Motivasinya adalah ingin menjadi lebih pintar dan menjadi pria yang pantas untuk Hokita.

Tetapi, membicarakan hal itu di depan semua orang tentu membuat Sudō merasa canggung.

“Ah um... apa ya.”

Sudō kesulitan untuk bicara selama beberapa waktu, tapi ia sudah mulai tahu mau ngomong apa.

Ia pun mulai bicara sambil masih merasa canggung.

“Anehnya, aku mulai senang belajar. Dan karena itu, basket juga jadi lebih menyenangkan. ...Hmm, yah, begitulah kurang lebih?”

Dia mulai menjelaskan kenapa dia bisa melakukan keduanya dan hal-hal baik lainnya.

“Awalnya aku emang nggak suka belajar. Aku mudah ngantuk dan sering kesulitan menyelesaikan soal. Tapi, semakin aku menguasai pelajaran, semakin aku merasa kalau ini berguna di sekolah.”

“Tapi kan, Ken. Belajar itu nggak ada gunanya buat masa depan, bukan? Tergantung pekerjaanmu, bahkan mungkin nggak ada guna sama sekali.”

Tanya Ike pada Sudō, mengutarakan keraguan yang mungkin pernah dirasakan setiap orang.

“Aku juga dulu mikirnya belajar mengganggu banget buat jadi pemain basket profesional. Tapi, gimana kalau nggak jadi profesional? Kalau aku tidak bisa belajar, apa kerjaan yang bisa kulakukan? Mungkin hanya pekerjaan yang bisa dilakukan siapa saja, bukan?”

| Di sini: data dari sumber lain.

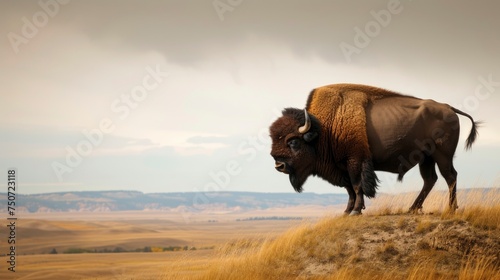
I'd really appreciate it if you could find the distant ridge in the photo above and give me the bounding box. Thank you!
[0,191,348,213]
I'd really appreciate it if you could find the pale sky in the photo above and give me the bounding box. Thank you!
[0,0,500,194]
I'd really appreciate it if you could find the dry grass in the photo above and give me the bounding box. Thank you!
[185,189,500,280]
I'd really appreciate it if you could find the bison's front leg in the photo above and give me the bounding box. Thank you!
[344,185,356,215]
[348,159,378,215]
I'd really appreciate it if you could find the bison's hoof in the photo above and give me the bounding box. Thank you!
[349,210,361,216]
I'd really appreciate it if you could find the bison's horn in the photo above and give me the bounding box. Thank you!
[299,109,311,134]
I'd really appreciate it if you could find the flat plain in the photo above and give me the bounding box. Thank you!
[0,206,339,279]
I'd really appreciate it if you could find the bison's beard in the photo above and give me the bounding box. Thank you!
[288,173,307,193]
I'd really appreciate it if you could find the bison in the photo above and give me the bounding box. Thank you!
[270,84,479,215]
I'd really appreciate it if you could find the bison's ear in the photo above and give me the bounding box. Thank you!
[304,131,318,142]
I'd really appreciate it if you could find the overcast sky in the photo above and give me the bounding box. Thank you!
[0,0,500,194]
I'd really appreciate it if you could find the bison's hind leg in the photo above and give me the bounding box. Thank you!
[361,159,379,198]
[410,156,437,213]
[434,152,458,213]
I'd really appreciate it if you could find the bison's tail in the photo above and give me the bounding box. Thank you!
[451,107,481,150]
[361,159,380,198]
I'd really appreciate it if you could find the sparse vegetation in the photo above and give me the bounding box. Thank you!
[168,189,500,280]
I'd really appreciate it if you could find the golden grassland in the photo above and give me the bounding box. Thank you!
[178,189,500,280]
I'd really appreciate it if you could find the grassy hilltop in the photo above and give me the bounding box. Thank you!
[177,189,500,280]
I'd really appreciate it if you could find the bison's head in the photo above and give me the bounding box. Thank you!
[270,108,320,192]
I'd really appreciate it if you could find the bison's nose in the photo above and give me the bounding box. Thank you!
[274,161,287,173]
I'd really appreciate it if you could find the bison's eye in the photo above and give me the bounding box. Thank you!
[288,138,300,150]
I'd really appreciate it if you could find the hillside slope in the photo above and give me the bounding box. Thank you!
[189,212,500,279]
[183,190,500,280]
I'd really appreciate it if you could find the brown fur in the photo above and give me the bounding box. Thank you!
[306,84,406,164]
[270,84,478,214]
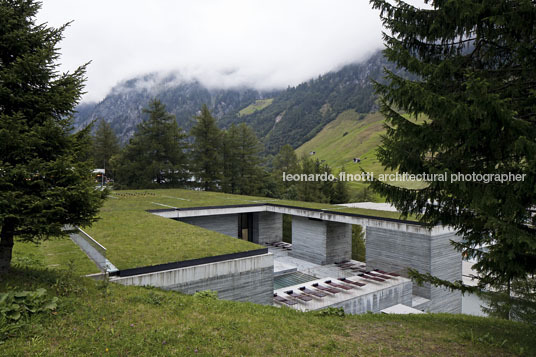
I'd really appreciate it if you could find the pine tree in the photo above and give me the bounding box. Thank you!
[0,0,102,274]
[117,99,188,188]
[190,105,223,191]
[370,0,536,287]
[93,119,120,177]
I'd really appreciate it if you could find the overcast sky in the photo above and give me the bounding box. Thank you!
[37,0,426,101]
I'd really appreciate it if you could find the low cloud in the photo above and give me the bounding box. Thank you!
[38,0,394,101]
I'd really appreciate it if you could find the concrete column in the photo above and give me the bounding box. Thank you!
[252,212,283,244]
[177,214,238,238]
[366,226,462,313]
[290,216,352,265]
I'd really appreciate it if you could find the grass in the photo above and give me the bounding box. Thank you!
[81,190,260,269]
[296,110,424,200]
[238,98,274,117]
[0,244,536,356]
[75,189,418,269]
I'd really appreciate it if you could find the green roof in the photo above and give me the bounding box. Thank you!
[81,189,412,270]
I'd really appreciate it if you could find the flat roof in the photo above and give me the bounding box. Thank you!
[82,189,428,270]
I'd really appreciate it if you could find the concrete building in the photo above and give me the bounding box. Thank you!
[151,204,462,313]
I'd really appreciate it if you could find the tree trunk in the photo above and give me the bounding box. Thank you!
[0,220,15,275]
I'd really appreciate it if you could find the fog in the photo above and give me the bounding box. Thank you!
[37,0,428,101]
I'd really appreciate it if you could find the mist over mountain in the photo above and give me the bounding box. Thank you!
[75,74,277,144]
[75,52,394,153]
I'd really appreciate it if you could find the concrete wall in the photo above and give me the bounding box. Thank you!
[332,281,412,314]
[177,214,238,238]
[290,216,352,265]
[326,222,352,264]
[110,254,274,305]
[366,227,462,313]
[430,233,462,313]
[252,212,283,244]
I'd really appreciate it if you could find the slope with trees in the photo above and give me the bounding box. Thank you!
[92,119,120,177]
[190,105,223,191]
[113,99,188,188]
[0,0,102,274]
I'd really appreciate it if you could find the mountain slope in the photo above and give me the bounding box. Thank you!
[222,52,400,153]
[296,110,425,192]
[75,52,393,153]
[75,74,277,143]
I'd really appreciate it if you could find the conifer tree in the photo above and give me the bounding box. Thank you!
[0,0,102,274]
[93,119,120,177]
[117,99,188,188]
[190,105,223,191]
[370,0,536,287]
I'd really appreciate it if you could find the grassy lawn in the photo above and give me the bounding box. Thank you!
[0,245,536,356]
[75,189,418,269]
[81,190,261,269]
[238,98,274,117]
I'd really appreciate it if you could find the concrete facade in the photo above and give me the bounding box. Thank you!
[110,254,274,305]
[253,212,283,244]
[290,216,352,265]
[366,227,462,313]
[69,228,117,273]
[177,214,238,238]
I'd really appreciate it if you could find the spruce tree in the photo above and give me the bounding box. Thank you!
[370,0,536,287]
[117,99,188,188]
[93,119,120,177]
[190,105,223,191]
[0,0,102,274]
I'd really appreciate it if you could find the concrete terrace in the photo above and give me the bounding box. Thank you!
[73,190,461,313]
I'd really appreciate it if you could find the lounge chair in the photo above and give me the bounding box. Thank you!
[374,269,400,277]
[359,273,385,283]
[313,283,340,294]
[285,290,313,301]
[339,278,367,287]
[324,280,354,290]
[367,271,393,280]
[274,294,297,305]
[298,286,328,298]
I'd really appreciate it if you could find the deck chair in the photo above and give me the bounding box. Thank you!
[313,283,340,294]
[274,294,297,305]
[285,290,313,301]
[324,280,354,290]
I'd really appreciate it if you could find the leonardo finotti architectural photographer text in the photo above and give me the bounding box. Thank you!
[283,172,526,183]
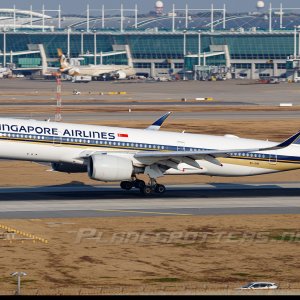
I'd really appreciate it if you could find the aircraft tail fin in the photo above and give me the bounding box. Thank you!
[57,48,70,70]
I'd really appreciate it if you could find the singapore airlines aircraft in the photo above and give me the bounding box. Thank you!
[57,49,136,79]
[0,113,300,195]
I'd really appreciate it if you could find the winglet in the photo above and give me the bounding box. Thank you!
[146,111,172,130]
[262,131,300,150]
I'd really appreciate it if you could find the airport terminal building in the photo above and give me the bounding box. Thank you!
[0,5,300,79]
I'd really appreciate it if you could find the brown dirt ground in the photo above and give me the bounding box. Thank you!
[0,215,300,293]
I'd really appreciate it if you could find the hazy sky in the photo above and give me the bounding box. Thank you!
[0,0,300,14]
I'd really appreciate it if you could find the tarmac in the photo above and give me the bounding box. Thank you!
[0,183,300,219]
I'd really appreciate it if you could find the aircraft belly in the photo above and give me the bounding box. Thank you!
[0,141,83,164]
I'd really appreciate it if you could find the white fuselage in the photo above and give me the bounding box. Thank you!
[0,118,300,176]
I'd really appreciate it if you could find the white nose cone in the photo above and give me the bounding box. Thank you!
[155,1,164,8]
[256,1,265,9]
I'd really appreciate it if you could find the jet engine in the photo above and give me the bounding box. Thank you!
[68,68,80,76]
[51,162,87,173]
[113,71,127,79]
[88,155,134,181]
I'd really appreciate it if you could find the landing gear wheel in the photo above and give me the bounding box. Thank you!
[133,179,146,189]
[155,184,166,194]
[120,181,133,191]
[140,185,153,196]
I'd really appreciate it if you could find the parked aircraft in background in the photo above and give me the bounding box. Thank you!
[57,49,136,79]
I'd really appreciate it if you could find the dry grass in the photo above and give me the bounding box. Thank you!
[0,215,300,291]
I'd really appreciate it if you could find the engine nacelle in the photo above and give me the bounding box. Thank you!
[114,71,127,79]
[51,162,87,173]
[88,155,134,181]
[68,68,80,76]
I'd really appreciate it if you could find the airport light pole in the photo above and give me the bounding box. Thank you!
[94,30,97,65]
[10,272,27,295]
[3,28,6,68]
[80,29,84,55]
[67,27,71,59]
[183,29,187,80]
[183,29,187,56]
[198,30,201,66]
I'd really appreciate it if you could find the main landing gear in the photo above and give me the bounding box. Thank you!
[120,178,166,196]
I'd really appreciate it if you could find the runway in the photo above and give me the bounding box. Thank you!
[0,183,300,219]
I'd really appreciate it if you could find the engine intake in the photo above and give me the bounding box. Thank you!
[51,162,87,173]
[88,154,134,181]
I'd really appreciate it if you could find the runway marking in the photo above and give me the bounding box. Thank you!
[97,209,193,216]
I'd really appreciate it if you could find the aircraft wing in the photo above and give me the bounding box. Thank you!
[134,131,300,167]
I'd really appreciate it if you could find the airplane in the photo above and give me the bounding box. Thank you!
[0,112,300,196]
[0,67,12,78]
[57,48,136,79]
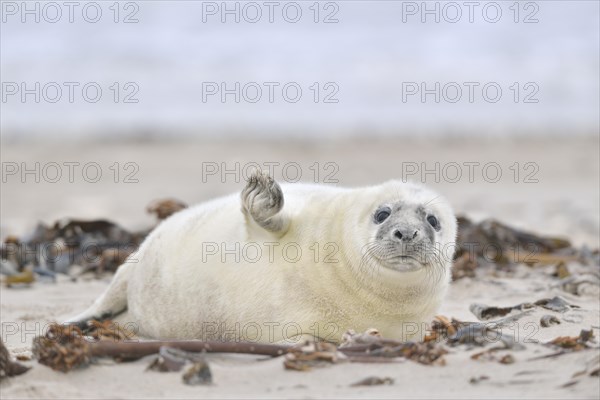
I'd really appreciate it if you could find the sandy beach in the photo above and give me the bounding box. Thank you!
[0,136,600,399]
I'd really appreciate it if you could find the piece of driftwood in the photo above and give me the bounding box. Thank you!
[32,324,290,372]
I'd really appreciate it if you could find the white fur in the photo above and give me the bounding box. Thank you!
[72,181,456,342]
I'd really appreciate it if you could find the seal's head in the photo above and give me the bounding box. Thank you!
[352,181,457,279]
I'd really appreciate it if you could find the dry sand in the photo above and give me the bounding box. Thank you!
[0,137,600,399]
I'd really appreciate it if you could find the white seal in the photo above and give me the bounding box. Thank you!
[70,172,457,343]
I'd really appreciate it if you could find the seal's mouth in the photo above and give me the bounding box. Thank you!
[381,254,426,272]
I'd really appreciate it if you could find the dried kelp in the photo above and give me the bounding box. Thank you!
[0,340,29,381]
[547,329,594,351]
[452,216,599,280]
[350,376,394,387]
[469,303,535,321]
[540,314,560,328]
[469,296,579,321]
[32,324,92,372]
[32,324,290,372]
[0,219,148,282]
[535,296,580,313]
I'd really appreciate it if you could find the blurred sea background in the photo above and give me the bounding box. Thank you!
[0,0,600,141]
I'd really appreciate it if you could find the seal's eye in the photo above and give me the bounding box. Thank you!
[427,215,440,229]
[373,207,392,224]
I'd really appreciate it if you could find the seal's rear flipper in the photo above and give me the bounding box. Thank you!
[64,262,133,330]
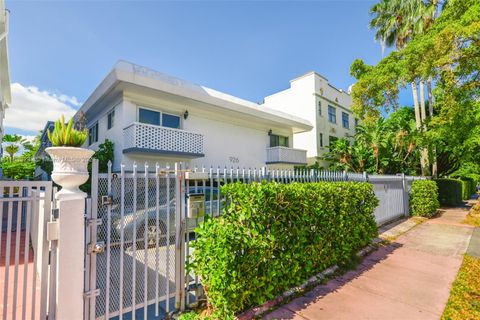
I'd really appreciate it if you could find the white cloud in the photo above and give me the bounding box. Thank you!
[3,83,81,132]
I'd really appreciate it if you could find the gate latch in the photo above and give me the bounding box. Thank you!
[83,289,100,299]
[87,241,105,254]
[47,221,60,241]
[102,194,113,206]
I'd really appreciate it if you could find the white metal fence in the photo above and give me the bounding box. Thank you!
[0,181,55,320]
[85,160,424,319]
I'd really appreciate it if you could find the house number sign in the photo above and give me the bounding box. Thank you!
[228,157,240,163]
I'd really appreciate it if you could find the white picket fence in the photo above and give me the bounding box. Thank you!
[85,161,422,319]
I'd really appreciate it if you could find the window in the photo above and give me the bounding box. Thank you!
[88,122,98,145]
[342,112,350,129]
[270,134,288,148]
[328,106,337,123]
[138,108,160,126]
[162,113,180,129]
[107,109,115,130]
[328,136,338,150]
[142,108,180,129]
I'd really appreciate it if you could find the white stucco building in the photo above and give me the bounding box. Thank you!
[0,0,12,153]
[76,61,312,171]
[263,72,357,167]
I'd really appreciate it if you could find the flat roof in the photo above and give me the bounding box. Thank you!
[78,61,313,132]
[0,0,12,110]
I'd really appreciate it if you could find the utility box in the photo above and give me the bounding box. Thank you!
[187,193,205,219]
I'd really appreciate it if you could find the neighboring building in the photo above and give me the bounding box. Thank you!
[33,121,55,180]
[75,61,312,171]
[0,0,12,160]
[35,121,55,159]
[263,72,356,167]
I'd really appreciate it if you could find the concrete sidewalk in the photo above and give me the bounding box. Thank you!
[264,204,473,320]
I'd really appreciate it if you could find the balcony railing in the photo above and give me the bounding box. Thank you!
[123,122,204,158]
[267,147,307,165]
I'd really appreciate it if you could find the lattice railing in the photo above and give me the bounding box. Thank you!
[123,122,204,155]
[267,147,307,164]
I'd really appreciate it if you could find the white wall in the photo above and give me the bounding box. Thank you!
[88,96,294,171]
[264,72,355,166]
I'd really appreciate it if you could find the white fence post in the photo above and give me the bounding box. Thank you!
[56,193,86,320]
[402,173,410,217]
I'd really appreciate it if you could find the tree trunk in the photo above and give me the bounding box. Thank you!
[411,81,422,130]
[420,80,427,127]
[420,79,430,176]
[411,81,425,174]
[427,77,433,117]
[427,77,438,178]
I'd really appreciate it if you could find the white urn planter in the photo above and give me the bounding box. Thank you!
[45,147,94,199]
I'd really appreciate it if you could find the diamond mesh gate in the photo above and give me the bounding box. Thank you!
[85,160,184,319]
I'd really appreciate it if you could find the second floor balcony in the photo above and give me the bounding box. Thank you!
[123,122,204,158]
[267,147,307,165]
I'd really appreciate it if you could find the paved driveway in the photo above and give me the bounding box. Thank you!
[264,204,473,320]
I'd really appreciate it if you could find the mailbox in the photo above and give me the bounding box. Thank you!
[187,193,205,219]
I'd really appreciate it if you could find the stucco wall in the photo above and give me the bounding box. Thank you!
[88,94,294,171]
[264,73,355,167]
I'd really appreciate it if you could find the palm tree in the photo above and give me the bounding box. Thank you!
[370,0,438,174]
[5,144,20,161]
[2,134,26,144]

Tidak perlu menyebutkan nama pekerjaan tertentu, tapi pilihannya pasti lebih terbatas daripada orang biasa.

“Kalaupun gagal jadi pemain profesional, asalkan aku belajar, pilihan pekerjaanku bisa lebih banyak, kan? Aku bisa lanjut ke perguruan tinggi dan mendalami hal yang lebih spesifik lagi. Yah, aku belum tahu pasti juga sih sekarang pengennya apa.”

Tidak ada yang menyuruhmu untuk hanya memiliki satu mimpi saja.

“Belajar adalah investasi untuk diriku di masa depan. Aku mikirnya begitu.”

Meskipun jalan Sudō untuk menjadi pemain basket profesional yang telah ia kejar selama bertahun-tahun terhalang.

Asalkan ia memiliki satu mimpi besar lagi, ia tidak akan mengalami kegagalan dalam hidup.

Ini adalah sedikit cerita tentang pertumbuhan pola pikir Sudō melalui studinya.

Sesuatu yang dulu mungkin akan diketawakan, tapi kini semua orang di sekitarnya mendengarkan dengan serius tanpa mencemooh. Ini menunjukkan bahwa kata-katanya itu berbobot dan nyata. Sudō yang terlihat malu duduk kembali dan segera membuka buku catatannya.

“Su-Sudah, kan? Ayo kita mulai belajar sekarang.”

Kata Sudō tanpa menunjukkan sedikit tanda-tanda kelelahan seperti seorang yang baru pulang dari aktivtas klub lebih keras dari siapa pun. Meskipun dia bukan tipe orang yang pandai berpidato, kata-katanya yang jujur dan tindakannya justru bisa mengena di hati orang lain.

Itu adalah momen yang pasti sangat menggetarkan hati para siswa yang berada di posisi rendah, seperti Shinohara dan Ike.